The Food Standards Agency (FSA) has set out a plan of how local authorities can get back to food hygiene and standards work after dealing with the coronavirus pandemic.
The recovery plan for local authorities proposes a restart to the regulatory system for the highest risk businesses and providing greater flexibility for lower risk firms.
During the pandemic, the FSA let local authorities defer planned interventions, particularly for low risk premises.
Ruth Hussey, FSA board interim chair, said: “The board recognizes how challenging the situation has been for local authorities, and the unprecedented impact of the situation on them. But it’s important the focus must now be shifted back onto the food hygiene and the food standards system.”
Reset with inspections missed
Highest risk places may have missed up to three planned interventions. The FSA previously acknowledged these businesses could miss one inspection.
The 1,500 highest risk establishments in Category A for food hygiene should be inspected every six months. The aim is for all sites in this bracket to have had an onsite visit by March 2022. There are 4,000 outlets in Category A for food standards and they should have an intervention every 12 months. The plan is for all sites in this category to get an onsite intervention by June 2022.
The recovery plan anticipates that urgent reactive food safety work will increase in the short term as restrictions in the hospitality sector are lifted; planned interventions for food hygiene and standards will be more complex and take longer because of COVID measures and where compliance standards have dropped, the levels of follow-up and enforcement action to address risks to public health and consumer protection will be greater.
Michael Jackson, head of regulatory compliance at the FSA, said the plan was about ensuring local authorities return diverted resources back to the food teams.
“It is about prioritizing those businesses that pose the greatest risk to public health and consumer protection. We recognize risk may have changed over the course of the pandemic so we expect local authorities to react to information and intelligence that suggests the risk is now greater and not be constrained by the risk categories that businesses were in based on when they were last inspected before the pandemic kicked in,” he said.
Jackson said councils are already starting to do planned interventions where resources permit and are not waiting until advice is issued.
“Every authority is starting from a different place in terms of the resources available and the particular challenges they face at the local level. The timelines for achieving the milestones are what we consider to be the maximum acceptable and where resources permit local authorities to go faster in getting through the risk categories we expect them to do so,” he said.
Bringing back expertise
Local authority resources have been, and in many cases still are, diverted to work related to reducing the spread of COVID-19. Certain councils are reporting hygiene standards have reduced in some cases since onset of the pandemic.
Other issues are existing businesses re-opening, many after prolonged closure, while others are diversifying to adapt to changes in the market. The numbers of new food businesses have also significantly increased and the risks associated with them remain largely unknown.
Data from local authorities for 2020-21 up to March 31 shows the impact of the pandemic on their workload.

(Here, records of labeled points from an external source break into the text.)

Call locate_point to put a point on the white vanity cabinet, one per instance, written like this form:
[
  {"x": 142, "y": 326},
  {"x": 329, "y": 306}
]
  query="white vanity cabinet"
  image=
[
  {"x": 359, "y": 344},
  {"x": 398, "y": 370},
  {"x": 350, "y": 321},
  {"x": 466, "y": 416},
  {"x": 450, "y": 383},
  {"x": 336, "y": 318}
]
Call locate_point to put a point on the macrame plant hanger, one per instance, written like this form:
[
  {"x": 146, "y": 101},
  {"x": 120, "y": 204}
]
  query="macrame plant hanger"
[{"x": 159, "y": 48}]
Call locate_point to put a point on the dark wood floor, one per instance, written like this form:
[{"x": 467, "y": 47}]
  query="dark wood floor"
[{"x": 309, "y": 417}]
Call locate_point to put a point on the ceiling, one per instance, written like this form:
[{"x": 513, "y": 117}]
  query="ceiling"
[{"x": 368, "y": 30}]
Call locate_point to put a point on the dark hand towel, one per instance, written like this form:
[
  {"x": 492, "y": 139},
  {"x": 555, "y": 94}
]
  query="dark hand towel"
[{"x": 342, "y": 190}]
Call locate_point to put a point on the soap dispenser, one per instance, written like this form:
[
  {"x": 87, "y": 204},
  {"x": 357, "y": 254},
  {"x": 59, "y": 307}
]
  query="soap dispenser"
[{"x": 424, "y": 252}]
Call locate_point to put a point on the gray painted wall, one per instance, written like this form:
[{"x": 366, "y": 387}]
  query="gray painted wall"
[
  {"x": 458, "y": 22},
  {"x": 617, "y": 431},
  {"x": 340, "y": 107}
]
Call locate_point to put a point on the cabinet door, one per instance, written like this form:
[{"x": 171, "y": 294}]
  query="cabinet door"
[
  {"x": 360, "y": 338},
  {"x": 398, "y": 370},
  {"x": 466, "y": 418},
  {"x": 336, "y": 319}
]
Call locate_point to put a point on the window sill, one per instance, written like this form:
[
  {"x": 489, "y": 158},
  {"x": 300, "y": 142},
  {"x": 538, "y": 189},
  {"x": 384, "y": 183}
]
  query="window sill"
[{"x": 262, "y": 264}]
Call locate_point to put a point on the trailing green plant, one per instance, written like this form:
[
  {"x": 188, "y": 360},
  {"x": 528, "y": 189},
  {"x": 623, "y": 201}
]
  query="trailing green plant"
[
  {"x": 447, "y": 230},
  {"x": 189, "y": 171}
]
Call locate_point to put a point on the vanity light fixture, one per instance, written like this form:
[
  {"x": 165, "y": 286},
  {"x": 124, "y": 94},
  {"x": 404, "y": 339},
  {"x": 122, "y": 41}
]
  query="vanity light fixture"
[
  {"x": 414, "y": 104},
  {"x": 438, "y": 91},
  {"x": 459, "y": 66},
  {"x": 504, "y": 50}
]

“From our initial analysis we can see that in Northern Ireland, 19 percent of the resource that would normally be dedicated to food hygiene and 14 percent for food standards is still on COVID. So a significant amount of resource has returned in that country. In England, 55 percent of resource for food hygiene is still on COVID and 43 percent for food standards. In Wales, 66 percent of food hygiene resource and 62 percent of food standards resources is still on COVID,” said Jackson.
“Looking at the wider activities we know local authorities are engaged in, as we move through the first phase of the plan it is reasonable to expect that further resource will come back. When the initial workload around hospitality reopening has been addressed that will have a positive impact. Where we can see a lack of progress or if local authorities are not meeting our expectations they will be expected to notify us and we will engage with them to see how we can support them. The issue of this is the minimum expectation will be clearly emphasized.”
Remote audit plans
Remote assessment may be used to help determine the need for onsite intervention at low-risk premises and in some cases for food hygiene rating scheme (FHRS) requested re-visits in England.
FSA will use FHRS data to monitor on a quarterly basis the numbers of businesses awaiting inspection, numbers of new ratings being published, and levels of compliance.
Jackson said authorities can use remote assessment as they have been through the pandemic.
“The whole issue of remote assessment is one that has taken on a great degree of interest, this impacts not only the local authority world but also in relation to operations through the audit activities carried out by colleagues and then wider interest around the use of remote assessment in private assurance schemes that we recognize,” he said.
“We have established a working group on the role of remote assessment at all levels, how we can make the best use of that in such a way not to compromise the official control regime particularly where inspections are supposed to be unannounced and we will be providing further guidance to local authorities on that and looking to maximize the use of remote assessment where it is the right thing to do.”